Dear friends and members of RLC
As we enter December, I want to call your attention to our upcoming Kids' Christmas Program: Sleepover at the Stable. In this program, our children and youth will “become” the animals that were present in the stable at Jesus' birth. We will hear the story from the perspective of these humble ones--present, but often overlooked.
This seems especially appropriate as we remember the story of this humble family: Mary, Joseph and Jesus. And as we remember the ones whom this Jesus continually held up as precious to God: the unseen, the unheard, the discarded, the despised.
The gift that God gave to the world was a helpless baby who needed others to survive, who grew up poor, who died young—and yet, was the means through which God saved the world from all which separated it from life itself, including death.
In response to this incredible gift, we give gifts to one another, including to those whose needs are great. This year, our children are invited to give gifts of animals through the ELCA World Hunger program to people around the globe whose lives can be changed by the reception of a goat, some chicks, honeybees or a piglet.
The children received “God's Global Barnyard” banks at Sunday School in November (if they have misplaced them, there are more available in the narthex) along with a list of the prices of various animals and other gifts they can offer. I am asking that the children fill these banks before the December 22nd Christmas Program and bring them as their offering at the Program.
If any of you reading this wish to make a contribution toward animals for poor families around the globe, you are welcome to participate. We will see what kind of menagerie we assemble at the Christmas Program on December 22nd!
Another way you can offer gifts to local folks who need help with the necessities of life is to provide gift cards for me to share: gas cards, Pick'n'Save, Walgreens and Walmart cards are most needed.
Christmas is a time of year that holds memories for most of us-many of them beautiful, some tinged with great sadness and longing. I wish you the love of others, light in the darkness, the presence of God's peace and joy.
You are invited to participate in worship on both Thursday, December 19th at 6:30 when we have our Longest Night Christmas Service as well as on Tuesday December 24th at 5:30 when we hold our service of Lessons and Carols. Holy Communion will be served at both of these worship services.
Whatever your circumstances this particular year, know that you are loved with an everlasting love by the God who creates, saves and guides us out of darkness into light.
Dear friends and members of RLC,
On Sunday, November 3, the church will celebrate All Saints Day. This is a day on which we remember those we have loved who have died. Yet we do not remember as those who have no hope, for we trust that the promise of Jesus is true: that when we are united with him in a death like his, we are also united with him in a resurrection like his. And so, we are freed to both grieve our loved ones' absence while also celebrating their presence in the “community of saints”
This year, you will receive slips of paper as you enter the worship space. You are invited to write the names of any people you would like remembered aloud in worship. Please prayerfully hold onto these papers until you are invited forward by the dancers to place these names on the altar. A bit later in the service, they will be gathered together and read aloud.

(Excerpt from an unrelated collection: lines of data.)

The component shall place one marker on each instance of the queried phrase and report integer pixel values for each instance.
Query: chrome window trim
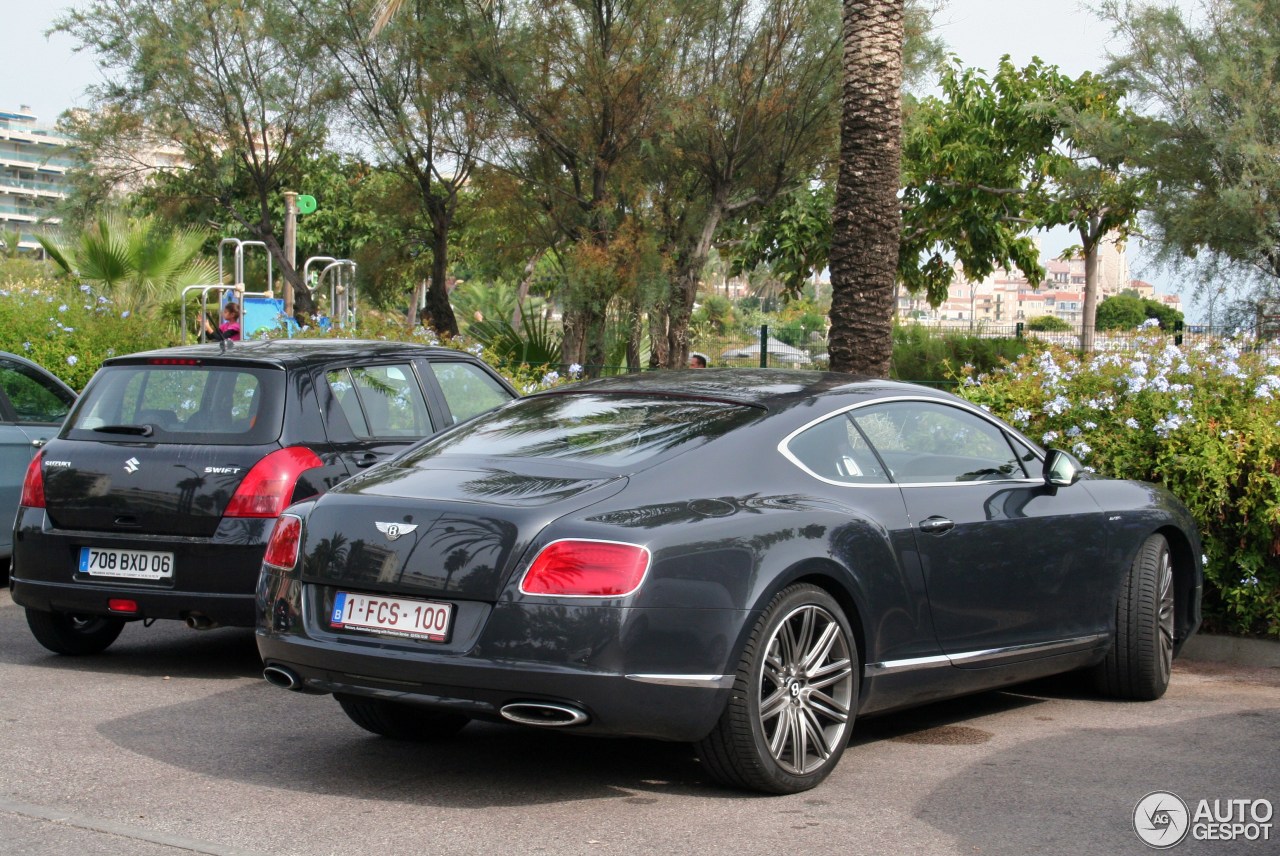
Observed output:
(891, 667)
(703, 681)
(959, 404)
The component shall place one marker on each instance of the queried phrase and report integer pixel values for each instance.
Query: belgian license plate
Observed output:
(392, 616)
(126, 564)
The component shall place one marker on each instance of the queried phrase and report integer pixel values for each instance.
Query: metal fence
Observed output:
(777, 349)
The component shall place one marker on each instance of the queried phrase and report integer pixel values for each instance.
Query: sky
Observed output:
(46, 74)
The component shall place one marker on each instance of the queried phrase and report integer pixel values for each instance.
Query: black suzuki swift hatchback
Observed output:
(158, 497)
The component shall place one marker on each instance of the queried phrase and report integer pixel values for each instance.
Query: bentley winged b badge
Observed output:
(394, 530)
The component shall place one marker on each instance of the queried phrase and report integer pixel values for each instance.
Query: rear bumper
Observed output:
(213, 577)
(632, 672)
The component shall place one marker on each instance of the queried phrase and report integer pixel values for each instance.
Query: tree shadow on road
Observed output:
(263, 736)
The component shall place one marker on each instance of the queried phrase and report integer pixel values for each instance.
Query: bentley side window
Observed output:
(928, 443)
(836, 451)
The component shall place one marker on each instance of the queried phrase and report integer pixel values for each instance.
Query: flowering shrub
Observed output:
(1203, 421)
(71, 330)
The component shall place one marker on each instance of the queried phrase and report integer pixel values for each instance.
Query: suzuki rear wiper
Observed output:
(141, 430)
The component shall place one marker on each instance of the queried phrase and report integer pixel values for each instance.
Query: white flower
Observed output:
(1059, 406)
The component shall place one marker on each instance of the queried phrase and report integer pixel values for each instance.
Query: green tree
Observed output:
(233, 83)
(754, 118)
(138, 262)
(993, 159)
(1208, 81)
(410, 96)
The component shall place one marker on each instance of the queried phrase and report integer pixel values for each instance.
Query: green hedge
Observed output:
(929, 356)
(71, 330)
(1203, 421)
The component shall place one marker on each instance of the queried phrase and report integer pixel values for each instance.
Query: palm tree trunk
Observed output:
(864, 245)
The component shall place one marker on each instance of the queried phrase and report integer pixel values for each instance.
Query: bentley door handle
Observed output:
(936, 525)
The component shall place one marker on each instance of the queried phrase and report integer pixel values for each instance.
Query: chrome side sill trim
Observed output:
(703, 681)
(967, 658)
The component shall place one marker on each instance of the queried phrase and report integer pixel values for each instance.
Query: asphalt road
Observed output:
(170, 742)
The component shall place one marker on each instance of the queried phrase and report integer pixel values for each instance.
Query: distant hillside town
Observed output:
(1006, 298)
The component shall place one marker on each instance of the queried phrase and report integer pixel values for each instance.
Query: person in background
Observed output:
(229, 329)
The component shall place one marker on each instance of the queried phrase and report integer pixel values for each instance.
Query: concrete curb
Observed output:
(1233, 650)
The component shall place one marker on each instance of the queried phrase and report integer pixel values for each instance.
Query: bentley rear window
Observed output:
(606, 430)
(205, 404)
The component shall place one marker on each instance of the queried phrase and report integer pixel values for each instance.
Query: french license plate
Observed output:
(126, 564)
(392, 616)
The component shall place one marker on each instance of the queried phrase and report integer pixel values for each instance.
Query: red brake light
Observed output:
(580, 568)
(282, 550)
(269, 485)
(33, 485)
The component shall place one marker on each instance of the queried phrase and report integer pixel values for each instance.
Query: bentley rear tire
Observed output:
(794, 697)
(1142, 650)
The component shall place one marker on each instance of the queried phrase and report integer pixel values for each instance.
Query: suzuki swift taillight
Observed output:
(581, 568)
(282, 550)
(33, 485)
(269, 485)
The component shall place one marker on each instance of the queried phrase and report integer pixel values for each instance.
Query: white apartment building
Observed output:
(33, 164)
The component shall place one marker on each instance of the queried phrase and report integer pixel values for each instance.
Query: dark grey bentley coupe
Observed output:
(741, 559)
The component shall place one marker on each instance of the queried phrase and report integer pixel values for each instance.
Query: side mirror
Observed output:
(1061, 470)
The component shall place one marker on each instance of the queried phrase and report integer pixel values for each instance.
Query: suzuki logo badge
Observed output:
(394, 530)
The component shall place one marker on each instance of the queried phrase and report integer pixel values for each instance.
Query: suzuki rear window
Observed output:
(200, 404)
(606, 430)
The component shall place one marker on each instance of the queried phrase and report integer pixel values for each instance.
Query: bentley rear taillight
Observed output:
(583, 568)
(282, 550)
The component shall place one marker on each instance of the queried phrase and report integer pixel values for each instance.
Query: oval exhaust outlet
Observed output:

The dance during the All Saints service will be to a song by the Irish songwriter/singer, Damien Rice. It is a song called Trusty and True. The first time I heard it, I told my son that if I could choose a song to have playing while I died, this would be the one
The first half of the song speaks to me of the distance between my intentions and the actuality of my actions. So many times in life, I meant to do or be far more than I accomplished or was. This includes in my relationships with those I have loved who have died. But-as the song reminds us-”we can't take back what is done, what is past, so let us start from here.”
Maybe this also captures some of what you feel when you remember those who have died—regret as well as love—and the decision (hard as it is some days) to start from here.
The second half of the song speaks to me of the graciousness of God who says, “come, come with fear, come with love, come however you are, just come.” During this part of the song, you will be invited to come forward to the altar and lay the names of your loved ones on this holy table. You are also invited to lay any regrets or pain you feel down on that table. You are invited to “come with sorrow and songs, come however you are, just come.”
When we gather a bit later in the service around the altar to share the “holy community” meal, let your heart imagine the presence of those we have named. They are not gone; their life in Christ is simply being lived in the fullness of the presence of God, as will ours one day when we too are gathered with our ancestors.
In the meantime, we are living as those who have already died and been raised. We have been united with Christ through baptism into death and resurrection: one day our life on this earth will be done and this body's work will be finished and then we will be given a new resurrection body, fit for the kingdom of God where our resurrection life will continue.
We are all “more” because of our relationships—including those we have with loved ones who have died. May their blessed memory be shared among us with tears and with joy. And may we live fearless lives in Christ until we too come fully into his presence.